Twenty-five minutes into the documentary film “Dig!”, Dandy Warhols lead singer/guitarist Courtney Taylor-Taylor is eating a sandwich. You can deduce that they’ve stopped to refuel at a fast food joint because of the plastic straw and cup in his hand, and by bandmates Zia McCabe and Peter Holmstrom (off-camera) behind him chatting over french fries. He talks to the camera half-interested, despite making a suddenly huge predication about the band. “When we got together we realized our parents were all still married. And we were like, ‘Heh, we’re the most well-adjusted band in America.’”
There wasn’t even a pause to sink in before he says it again. “We’re the most well-adjusted band in America.”
But that moment was captured almost 20 years go. And since then Taylor-Taylor decided the film was more about their tour partners, the Brian Jonestown Massacre. Characteristically, the Dandy Warhols haven’t allowed anything to define them for too long. When the ‘90s Britpop wave had supposedly rode past, the Dandys vamped strong (The Dandy Warhols Comedown).
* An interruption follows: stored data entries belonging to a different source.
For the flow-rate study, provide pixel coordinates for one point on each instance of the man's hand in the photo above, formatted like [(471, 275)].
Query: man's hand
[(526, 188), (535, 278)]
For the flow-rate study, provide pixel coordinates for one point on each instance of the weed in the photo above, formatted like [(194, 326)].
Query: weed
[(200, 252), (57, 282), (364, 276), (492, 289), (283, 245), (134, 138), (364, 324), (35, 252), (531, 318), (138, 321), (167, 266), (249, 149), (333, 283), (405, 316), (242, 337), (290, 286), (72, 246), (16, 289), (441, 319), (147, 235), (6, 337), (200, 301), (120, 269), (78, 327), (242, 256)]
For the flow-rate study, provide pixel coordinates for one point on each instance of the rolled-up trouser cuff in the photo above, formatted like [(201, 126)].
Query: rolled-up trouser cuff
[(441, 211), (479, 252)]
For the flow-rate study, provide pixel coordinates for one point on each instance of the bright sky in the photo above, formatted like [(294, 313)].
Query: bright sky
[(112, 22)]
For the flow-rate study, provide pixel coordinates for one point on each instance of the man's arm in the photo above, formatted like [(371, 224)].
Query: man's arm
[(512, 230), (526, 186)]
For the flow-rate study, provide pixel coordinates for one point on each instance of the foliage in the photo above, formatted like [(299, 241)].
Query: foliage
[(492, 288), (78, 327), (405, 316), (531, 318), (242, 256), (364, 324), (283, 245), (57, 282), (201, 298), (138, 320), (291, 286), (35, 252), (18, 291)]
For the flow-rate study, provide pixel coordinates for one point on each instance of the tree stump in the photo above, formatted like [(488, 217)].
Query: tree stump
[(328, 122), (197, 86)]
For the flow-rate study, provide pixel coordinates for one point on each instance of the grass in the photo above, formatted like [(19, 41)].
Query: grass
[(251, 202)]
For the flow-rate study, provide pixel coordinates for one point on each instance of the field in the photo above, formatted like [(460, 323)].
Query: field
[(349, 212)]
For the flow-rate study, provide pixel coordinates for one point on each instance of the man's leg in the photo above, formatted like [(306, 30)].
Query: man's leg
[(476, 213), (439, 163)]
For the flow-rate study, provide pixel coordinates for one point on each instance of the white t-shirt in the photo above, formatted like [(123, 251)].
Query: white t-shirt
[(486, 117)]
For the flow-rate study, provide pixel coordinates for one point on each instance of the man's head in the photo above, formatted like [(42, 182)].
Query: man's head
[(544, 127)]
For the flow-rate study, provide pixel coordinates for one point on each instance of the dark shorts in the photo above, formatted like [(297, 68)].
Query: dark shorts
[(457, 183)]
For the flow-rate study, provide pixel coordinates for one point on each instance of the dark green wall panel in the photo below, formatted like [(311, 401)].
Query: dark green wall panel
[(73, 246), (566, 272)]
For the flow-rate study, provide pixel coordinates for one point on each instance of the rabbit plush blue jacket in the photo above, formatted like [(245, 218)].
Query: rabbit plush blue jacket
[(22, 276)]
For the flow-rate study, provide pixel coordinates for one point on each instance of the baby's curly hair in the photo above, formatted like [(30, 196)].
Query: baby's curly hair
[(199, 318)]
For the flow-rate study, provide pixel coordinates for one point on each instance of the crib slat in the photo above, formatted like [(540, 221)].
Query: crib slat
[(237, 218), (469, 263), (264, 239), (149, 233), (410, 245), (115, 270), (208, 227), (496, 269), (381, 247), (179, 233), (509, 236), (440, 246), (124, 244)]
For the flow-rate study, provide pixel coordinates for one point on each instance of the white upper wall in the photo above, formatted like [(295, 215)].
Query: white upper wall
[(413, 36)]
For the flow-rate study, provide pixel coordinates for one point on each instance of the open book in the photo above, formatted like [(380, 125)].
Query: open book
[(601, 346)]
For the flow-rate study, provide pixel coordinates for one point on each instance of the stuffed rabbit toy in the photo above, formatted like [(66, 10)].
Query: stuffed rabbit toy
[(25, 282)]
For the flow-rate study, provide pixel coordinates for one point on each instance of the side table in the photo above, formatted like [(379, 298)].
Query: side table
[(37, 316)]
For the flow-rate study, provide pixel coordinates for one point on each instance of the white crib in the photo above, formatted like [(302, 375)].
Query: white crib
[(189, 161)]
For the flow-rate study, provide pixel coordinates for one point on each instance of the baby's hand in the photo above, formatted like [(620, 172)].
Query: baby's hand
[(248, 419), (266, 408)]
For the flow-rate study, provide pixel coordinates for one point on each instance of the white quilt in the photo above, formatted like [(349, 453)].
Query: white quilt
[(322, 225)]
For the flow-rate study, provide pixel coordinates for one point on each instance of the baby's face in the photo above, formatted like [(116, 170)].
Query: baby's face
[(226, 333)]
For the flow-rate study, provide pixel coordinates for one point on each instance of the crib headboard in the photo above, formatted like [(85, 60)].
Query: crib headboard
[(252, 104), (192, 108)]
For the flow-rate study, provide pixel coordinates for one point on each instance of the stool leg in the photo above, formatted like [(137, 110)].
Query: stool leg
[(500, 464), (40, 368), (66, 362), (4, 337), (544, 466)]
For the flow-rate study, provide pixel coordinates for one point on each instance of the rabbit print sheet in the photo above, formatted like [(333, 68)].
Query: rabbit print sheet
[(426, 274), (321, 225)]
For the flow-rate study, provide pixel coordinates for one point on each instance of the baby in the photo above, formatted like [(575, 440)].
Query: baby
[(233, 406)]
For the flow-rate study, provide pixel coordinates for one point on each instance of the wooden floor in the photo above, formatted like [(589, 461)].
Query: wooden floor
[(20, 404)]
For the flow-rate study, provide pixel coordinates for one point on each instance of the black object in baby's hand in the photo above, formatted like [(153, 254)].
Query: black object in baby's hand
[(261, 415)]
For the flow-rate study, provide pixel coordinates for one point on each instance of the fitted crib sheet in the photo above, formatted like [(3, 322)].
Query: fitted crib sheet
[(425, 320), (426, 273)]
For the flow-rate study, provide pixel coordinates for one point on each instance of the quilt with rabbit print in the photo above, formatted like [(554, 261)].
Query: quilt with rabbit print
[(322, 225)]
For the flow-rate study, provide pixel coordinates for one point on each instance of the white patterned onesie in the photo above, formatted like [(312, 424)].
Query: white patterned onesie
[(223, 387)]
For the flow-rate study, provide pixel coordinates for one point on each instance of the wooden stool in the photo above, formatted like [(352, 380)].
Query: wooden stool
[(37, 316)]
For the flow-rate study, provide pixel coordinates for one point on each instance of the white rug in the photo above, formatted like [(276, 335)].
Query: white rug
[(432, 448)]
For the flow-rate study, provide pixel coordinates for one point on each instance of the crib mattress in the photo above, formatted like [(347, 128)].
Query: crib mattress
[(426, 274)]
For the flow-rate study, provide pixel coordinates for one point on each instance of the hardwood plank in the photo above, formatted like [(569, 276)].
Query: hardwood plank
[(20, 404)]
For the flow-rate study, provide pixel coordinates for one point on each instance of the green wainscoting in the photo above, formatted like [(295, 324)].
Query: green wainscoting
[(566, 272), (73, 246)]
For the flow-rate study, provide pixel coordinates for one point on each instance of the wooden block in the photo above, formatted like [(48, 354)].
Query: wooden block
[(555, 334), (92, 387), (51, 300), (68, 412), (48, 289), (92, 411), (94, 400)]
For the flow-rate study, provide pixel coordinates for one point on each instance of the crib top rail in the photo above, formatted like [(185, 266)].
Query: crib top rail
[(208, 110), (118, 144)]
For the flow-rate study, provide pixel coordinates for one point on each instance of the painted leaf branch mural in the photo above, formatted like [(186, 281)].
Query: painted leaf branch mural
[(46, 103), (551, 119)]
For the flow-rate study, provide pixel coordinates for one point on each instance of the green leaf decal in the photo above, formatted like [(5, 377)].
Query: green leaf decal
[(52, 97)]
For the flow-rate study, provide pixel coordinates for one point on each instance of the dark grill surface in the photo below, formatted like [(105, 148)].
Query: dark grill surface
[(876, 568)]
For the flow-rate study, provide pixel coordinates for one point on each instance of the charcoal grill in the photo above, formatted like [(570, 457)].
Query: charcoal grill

When retro-guitar season hit the early 2000s, the Dandys unpacked their synths (Welcome to the Monkey House). This Machine, with its compressed new-wave spunk, was released in 2012 against all odds. This ninth studio album, Distortland, falls next into the sequence. But it’s hard to say where it will lead. Zia McCabe is still figuring this one out. When LEO spoke to the keyboardist on the phone, she analogized the act of writing the new record to a choose-your-own-adventure. She had just left another rehearsal at the band’s multipurpose music studio and art space, the Odditorium, where the live arrangements were taking shape.
“When you’re done, you have to look at the book with all the parts you didn’t use taken out, and reread it as the story that it ended up being,” she says. “I’m still getting to know that story, getting to know these final versions of these songs. ‘Pope Reverend Jim’ is really fun on record and really fun to play live. ‘Search Party’ I love the live version; I think our live version has even surpassed the recorded version so far. ‘You Are Killing Me’ and ‘STYGGO’ are both totally solid, recorded and live.”
“We don’t use any backing tracks, so we have to decide what the crucial elements are, you know,” she continues. “You just have to make it work in that setting. We’re in the middle of doing that. By the end of this tour, we’ll probably have it figured out.”
At the corner of two northwest streets in their hometown of Portland, Oregon, the Odditorium was established in 2010 by the Dandy Warhols. It has served them well enough to support their musical endeavors without a major label, as well as to give the local arts community a place to jam when they’re not utilizing the studio.
McCabe stays pretty busy these days. Many are aware of her powerful 2013 campaign to fight fluoridation of Portland’s water. But did you know she introduced Democratic presidential candidate Sen. Bernie Sanders to a crowd of more than 11,500 at recent political rally in March? She also is saving people from bad music, performing locally and nationally as DJ Rescue. And she continues her outreach and activism. Whether that’s on the board of Sun Cedar, a non-profit based in Kansas that helps at-risk populations, or simply dipping into a campaign when she’s called.
“I’m still learning my strengths as an activist and spokesperson,” she says. “And once you realize what your strengths are, then you kind of feel obligated to use them again and again, you know? I’ve always really hoped that we would be big enough to amplify my voice. I got into activism as a teenager … then I kind of didn’t do anything about it for like 20 years [laughs] and just like went the path.”
“Me and Courtney were just talking about this,” McCabe adds. “Courtney’s like, ‘When you’re young, you’re just trying to make it.’ And I’m like ‘Yeah, and then as you get older, you realize you have to fix it.’ I can’t help it at this point.”
Activism will have to take a backseat for the next few months, however, as the Dandy Warhols rev up for this spring tour through the U.S. and Canada.
What keeps the Dandy Warhols so well-adjusted?
“The Dandy’s rule of thumb that has gotten us through so many years, that we live by is: ‘When it’s good, it’s fun. And when it’s bad, it’s funny,’” she says. “We really rely on that between each other and rarely we have a time where not one of us can think of a funny angle on what we’re experiencing. That really saves us.”